A little bit more about the burning of the headquarters of the United Daughters of the Confederacy last night in Richmond, Virginia. Some of you may be surprised to learn that the UDC's chief archivist is an African-American woman by the name of Teresa Roane.
I can't confirm that Roane has any formal training in archival work, but her presence in the UDC reinforces one of their key Lost Cause tenets: African Americans remained loyal to their masters and to the Confederacy until the end of the war and that slavery was benign.
One of the best examples of the UDC's commitment to this belief is the dedication of the Confederate monument in Arlington National Cemetery in 1914. The monument includes two powerful examples of the loyal slave myth. https://en.wikipedia.org/wiki/Confederate_Memorial_(Arlington_National_Cemetery)
The first is the image of the "loyal mammy" and the second is the image of the faithful body servant (camp slave) marching off to war with his master. Both images reinforce the claim that the Confederacy was not fighting to preserve the institution of slavery. However...
...it does more than that. These images reinforced the white racial hierarchy at the turn of the twentieth century and sent a powerful message to the black community that they were expected to defer to white authority at a time of intense racial unrest.

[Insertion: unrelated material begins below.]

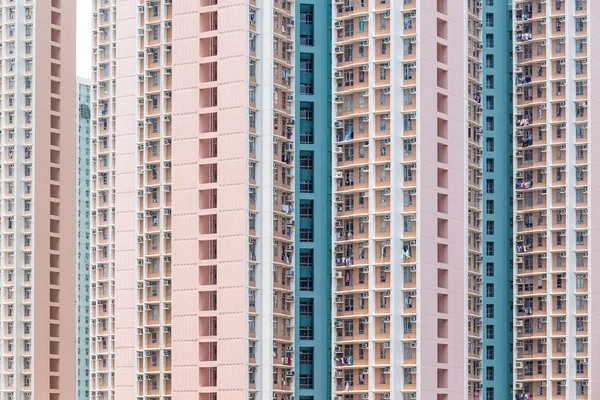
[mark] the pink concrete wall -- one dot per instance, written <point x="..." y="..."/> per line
<point x="232" y="199"/>
<point x="428" y="194"/>
<point x="126" y="197"/>
<point x="55" y="264"/>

And that is exactly what the UDC hoped their monuments and the rest of their projects would achieve. It wasn't simply about commemorating their fallen heroes on the battlefields of the 1860s. It was about ensuring that African Americans never again threaten white control.
Teresa Roane is a living reminder for the ladies of the United Daughters of the Confederacy that their mythical view of the Civil War and Reconstruction still has legitimacy. I suspect that not a few members are thinking twice about that after last night.